De um lado, é possível ancorar a produção dele a partir da verve experimental e ambiental de Hélio Oiticica e da ironia e da radicalidade nos usos dos materiais pela Geração 80, de Paulo Monteiro a Leda Catunda. Podemos dizer que é nessa tradição que está enraizada a sua produção. Já do outro, há uma boa condição dialógica com produções internacionais em voga, a exemplo de parte das práticas da alemã Isa Genzken, do norte-americano Paul Thek, entre outros. Podemos afirmar que tais conexões indiretas advém de seu contato permanente com a produção atual, uma espécie de perspectiva de presença diante do que se tem concebido no universo criativo da arte contemporânea.

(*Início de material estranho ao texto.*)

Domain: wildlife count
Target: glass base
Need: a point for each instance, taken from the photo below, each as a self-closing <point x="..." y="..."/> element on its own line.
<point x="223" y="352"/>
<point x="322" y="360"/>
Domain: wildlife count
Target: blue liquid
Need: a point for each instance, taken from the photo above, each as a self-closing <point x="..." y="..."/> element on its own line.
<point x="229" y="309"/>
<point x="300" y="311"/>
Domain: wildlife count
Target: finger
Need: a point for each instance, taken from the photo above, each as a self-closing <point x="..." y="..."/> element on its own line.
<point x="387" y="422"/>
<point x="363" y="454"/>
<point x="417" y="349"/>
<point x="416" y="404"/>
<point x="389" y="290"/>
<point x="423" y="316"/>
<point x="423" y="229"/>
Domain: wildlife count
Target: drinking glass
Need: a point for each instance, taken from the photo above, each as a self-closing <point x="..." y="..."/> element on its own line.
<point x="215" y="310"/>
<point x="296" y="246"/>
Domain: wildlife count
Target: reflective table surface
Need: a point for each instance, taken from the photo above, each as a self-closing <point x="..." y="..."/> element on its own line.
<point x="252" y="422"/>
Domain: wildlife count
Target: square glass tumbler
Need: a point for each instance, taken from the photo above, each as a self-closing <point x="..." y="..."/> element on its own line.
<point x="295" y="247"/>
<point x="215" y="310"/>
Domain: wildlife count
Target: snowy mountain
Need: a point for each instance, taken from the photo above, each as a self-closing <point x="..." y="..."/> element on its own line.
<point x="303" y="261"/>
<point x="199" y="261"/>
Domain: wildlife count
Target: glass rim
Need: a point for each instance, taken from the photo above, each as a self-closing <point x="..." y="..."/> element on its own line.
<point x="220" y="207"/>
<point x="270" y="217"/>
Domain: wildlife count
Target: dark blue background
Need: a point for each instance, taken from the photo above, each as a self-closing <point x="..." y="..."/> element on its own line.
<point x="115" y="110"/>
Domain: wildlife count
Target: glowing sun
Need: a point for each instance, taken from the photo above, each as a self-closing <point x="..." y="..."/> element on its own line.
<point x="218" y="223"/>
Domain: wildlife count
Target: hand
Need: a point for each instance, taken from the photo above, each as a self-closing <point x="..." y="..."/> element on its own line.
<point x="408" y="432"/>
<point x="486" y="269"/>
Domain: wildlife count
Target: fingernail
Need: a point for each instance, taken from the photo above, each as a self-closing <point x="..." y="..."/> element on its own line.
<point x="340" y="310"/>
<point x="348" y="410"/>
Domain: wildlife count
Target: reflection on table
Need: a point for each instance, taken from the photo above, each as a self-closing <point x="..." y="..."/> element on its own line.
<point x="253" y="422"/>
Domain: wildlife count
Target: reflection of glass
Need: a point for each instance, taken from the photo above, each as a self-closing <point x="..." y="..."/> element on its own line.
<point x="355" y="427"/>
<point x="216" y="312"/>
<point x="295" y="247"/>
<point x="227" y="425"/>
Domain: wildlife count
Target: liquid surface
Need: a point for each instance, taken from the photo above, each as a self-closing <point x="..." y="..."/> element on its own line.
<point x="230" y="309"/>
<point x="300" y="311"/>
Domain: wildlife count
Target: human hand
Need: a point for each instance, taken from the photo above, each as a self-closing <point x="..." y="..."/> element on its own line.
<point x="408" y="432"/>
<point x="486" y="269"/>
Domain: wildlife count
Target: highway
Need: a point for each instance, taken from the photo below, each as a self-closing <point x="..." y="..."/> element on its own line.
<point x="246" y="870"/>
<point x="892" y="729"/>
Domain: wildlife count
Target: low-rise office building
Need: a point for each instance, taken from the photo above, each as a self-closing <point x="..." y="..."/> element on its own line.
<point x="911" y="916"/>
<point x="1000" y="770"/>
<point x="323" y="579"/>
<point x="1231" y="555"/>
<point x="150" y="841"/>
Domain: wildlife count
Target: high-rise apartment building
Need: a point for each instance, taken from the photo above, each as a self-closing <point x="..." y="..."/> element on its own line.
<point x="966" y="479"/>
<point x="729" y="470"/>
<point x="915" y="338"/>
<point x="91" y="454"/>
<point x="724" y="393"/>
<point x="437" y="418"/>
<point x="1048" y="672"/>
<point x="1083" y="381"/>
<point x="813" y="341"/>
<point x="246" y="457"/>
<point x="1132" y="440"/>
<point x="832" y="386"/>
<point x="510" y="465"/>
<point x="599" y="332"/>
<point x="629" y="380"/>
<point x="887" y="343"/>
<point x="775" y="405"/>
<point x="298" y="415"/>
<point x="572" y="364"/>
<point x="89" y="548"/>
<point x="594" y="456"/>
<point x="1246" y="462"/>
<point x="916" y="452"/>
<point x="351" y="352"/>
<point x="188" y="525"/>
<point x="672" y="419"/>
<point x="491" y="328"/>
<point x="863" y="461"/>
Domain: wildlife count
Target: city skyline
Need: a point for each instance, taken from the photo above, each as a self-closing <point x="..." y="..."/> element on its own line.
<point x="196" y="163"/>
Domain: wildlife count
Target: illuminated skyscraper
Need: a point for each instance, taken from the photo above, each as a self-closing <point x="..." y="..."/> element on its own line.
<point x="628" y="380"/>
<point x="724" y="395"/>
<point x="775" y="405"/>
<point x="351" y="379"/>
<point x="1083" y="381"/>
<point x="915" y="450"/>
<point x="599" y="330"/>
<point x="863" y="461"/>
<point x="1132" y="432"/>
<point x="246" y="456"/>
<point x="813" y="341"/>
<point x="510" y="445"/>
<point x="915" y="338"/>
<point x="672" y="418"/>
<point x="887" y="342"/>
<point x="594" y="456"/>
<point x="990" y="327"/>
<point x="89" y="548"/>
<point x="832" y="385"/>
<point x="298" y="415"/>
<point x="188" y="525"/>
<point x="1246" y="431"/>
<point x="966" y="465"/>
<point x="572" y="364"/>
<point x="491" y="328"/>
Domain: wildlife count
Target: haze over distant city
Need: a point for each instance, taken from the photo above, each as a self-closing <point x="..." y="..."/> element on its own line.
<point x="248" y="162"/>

Como é sabido, Adriano vem paulatinamente afirmando sua produção em contexto internacional: ele acompanha um circuito institucional, muitas vezes em programas de residência ou em exposições coletivas que abordam temas e processos históricos, como também participa do circuito privado de galerias e de espaços independentes. Apesar de normalmente organizar a exposição com trabalhos distintos e independentes, a intercomunicação que é estabelecida em loco entre as obras e o espaço dão sentido amplificado à sua produção. É algo que ele nunca perde de vista. De certa maneira, pode ser redutor pensar os seus trabalhos apenas como dispositivos autônomos, dissociados de um contexto expositivo. Entretanto, colocando em perspectiva, faz parte de sua atuação entender como cada um dos elementos que se distribuem em certo espaço arquitetônico podem engendrar uma melhor relação dialógica com o público.
De uma formação em faculdade pública, na Escola de Comunicação e Artes da Universidade de São Paulo, à atuação em um contexto global mais amplo, sem necessariamente representar o rótulo de artista brasileiro ou latino-americano, ele segue firme em seu propósito intuitivo de trazer o mundo exterior para o universo interior de sua arte. Nesse propósito podemos também incluir um olhar sobre as reverberações de quem viveu a vida cultural noturna de São Paulo. E essa é uma das tônicas possíveis de 1 metro de cabelo.